At least one study showed that people with a lighter bone structure built less muscle when using the same exercise program compared to people with a heavier bone structure, and at a more basic level, hormones like testosterone also affect things like bone growth and bone structure. So there is a potential biological link between bone structure and hormone levels. This can contribute to training ability and ultimately to gains in muscle mass.
It is also no coincidence that the best strength athletes typically have a heavier bone structure and robust joints. Some of this is simply due to their ability to cope with the level of training required to be successful at their sport, but some of it is probably also indicative of overall hormonal status.
Martin Berkhan's muscle building model
Martin Berkhan has a slightly simpler model than Casey, which is also based on his observations of natural top level bodybuilding competitors who are in competition shape.
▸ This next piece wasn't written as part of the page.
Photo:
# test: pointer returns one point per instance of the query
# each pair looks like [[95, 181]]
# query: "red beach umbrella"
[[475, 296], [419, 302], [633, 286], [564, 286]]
His equation is as follows:
Height in centimeters - 100 = upper limit for bodyweight in contest shape
So you subtract 100 from the height in centimeters to get the predicted maximum body weight in competition form. Let's look at the body weight at a body fat percentage and use the same body sizes as in Casey's calculations.
Body size | Weight at 5% body fat | Weight at 10% body fat | Fat-free body mass |
173 cm | 73 kilos | 77 kilos | 69.5 kilos |
178 cm | 78 kilos | 82 kilos | 73.5 kilos |
183 cm | 83 kilos | 87 kilos | 78.5 kilos |
Even if these values are not identical, they are in the same direction as the values from Casesy's calculator. However, it should be noted that bodybuilders in competition form are often severely dehydrated. In addition, glycogen stores are usually depleted. This tends to lower the measured lean body mass. We could realistically add 5 to 10 pounds of lean body mass to the values above to account for dehydration. With this adjustment, the values are more or less identical to Casey's values.